(1.) It is true that this Court under Article 226 of the Constitution of India would not ordinarily interfere with the award passed by the labour Court as the jurisdiction with regard to interference is limited to the extent of examining perversity. If a finding of fact has been arrived at, this Court would not interfere with such finding unless the findings are based on complete misreading of documents which is apparent on record.

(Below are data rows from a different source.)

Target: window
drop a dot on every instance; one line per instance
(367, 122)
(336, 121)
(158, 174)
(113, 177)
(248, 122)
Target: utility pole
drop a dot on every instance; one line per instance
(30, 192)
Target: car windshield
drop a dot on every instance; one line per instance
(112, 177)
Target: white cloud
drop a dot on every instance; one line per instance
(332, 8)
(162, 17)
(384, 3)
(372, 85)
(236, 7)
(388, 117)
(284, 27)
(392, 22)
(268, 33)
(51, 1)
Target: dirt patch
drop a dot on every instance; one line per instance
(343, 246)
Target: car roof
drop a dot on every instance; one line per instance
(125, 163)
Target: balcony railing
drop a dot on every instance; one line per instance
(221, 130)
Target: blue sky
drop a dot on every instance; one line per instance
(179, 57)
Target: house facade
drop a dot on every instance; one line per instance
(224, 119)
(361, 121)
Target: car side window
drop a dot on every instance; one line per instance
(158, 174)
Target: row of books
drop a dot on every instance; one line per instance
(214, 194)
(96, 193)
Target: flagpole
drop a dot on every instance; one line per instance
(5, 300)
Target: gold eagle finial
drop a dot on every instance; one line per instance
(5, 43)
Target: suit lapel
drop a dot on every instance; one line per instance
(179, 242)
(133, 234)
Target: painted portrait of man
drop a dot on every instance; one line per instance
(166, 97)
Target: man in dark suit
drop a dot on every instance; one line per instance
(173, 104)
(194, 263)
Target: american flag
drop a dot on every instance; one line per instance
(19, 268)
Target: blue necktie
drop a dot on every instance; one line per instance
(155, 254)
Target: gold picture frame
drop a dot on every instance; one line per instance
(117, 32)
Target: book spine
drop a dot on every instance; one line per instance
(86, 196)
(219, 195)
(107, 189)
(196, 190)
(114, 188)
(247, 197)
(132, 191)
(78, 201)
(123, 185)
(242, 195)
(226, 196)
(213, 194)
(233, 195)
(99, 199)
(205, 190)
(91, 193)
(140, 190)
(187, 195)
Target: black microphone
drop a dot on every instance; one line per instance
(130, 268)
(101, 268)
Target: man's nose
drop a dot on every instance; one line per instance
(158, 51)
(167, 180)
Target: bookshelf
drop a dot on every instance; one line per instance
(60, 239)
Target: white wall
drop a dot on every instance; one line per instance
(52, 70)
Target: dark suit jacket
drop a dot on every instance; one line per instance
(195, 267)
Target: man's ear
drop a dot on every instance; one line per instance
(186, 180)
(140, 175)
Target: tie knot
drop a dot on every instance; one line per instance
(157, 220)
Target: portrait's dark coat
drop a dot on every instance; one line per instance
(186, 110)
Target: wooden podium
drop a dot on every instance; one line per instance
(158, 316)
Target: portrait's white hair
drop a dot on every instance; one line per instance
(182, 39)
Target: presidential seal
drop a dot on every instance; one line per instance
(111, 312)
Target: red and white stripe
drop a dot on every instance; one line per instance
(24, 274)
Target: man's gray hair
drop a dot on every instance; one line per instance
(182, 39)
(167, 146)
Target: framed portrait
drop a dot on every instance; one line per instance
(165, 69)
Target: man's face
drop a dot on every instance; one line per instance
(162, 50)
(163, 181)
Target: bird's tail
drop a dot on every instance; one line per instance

(2.) In the present award, while counting the period of service rendered by the workman of immediate preceding year, the labour Court noted that the workman had been terminated from service on 6.1.1989. Having noted so while calculating the previous calendar year service, the period of service rendered by the workman from August 1988 to January 1989 was not counted, although it was noted by the labour Court in para 6. It is an admitted position that at Jaipur the workman worked from 1.3.1988 to 30.07.1988 at Jaipur (Jhotwada) and from August 1989 to January 1989 at Jaipur (South) Office. Thus, he has apparently worked for more than 240 days. However, a finding was arrived at that the petitioner-workman did not work for 240 days. It is also to be noted that the workman was working since 21.11.1986 continuously with the respondents at different Offices and in terms of Section 25(F)(B)(1) of the Act of 1947 period of service has to be counted as continuous and uninterrupted and, therefore, on account of non-compliance of Section 25-F of the Act of 1947 his termination from service w.e.f. 6.1.1989 has to be declared illegal and unjustified.
(3.) The award, therefore suffers from apparent error in calculation of the service rendered by the petitioner. The reference ought to have been answered in favour of the workman. Factual aspect as noted above is not denied by the respondents in their reply to the statement of claim. The only argument which was raised related to the work having been done by the workman in different units. However, as noted above in the last unit i.e. Jaipur, the workman has worked for more than 240 days independent of having worked in the earlier units and thus, the benefit was required to have been given to him in terms of Section 25F of the Act of 1947. Hence, the termination is held to be illegal. The consequential relief to which the petitioner would be now entitled would be reinstatement in service.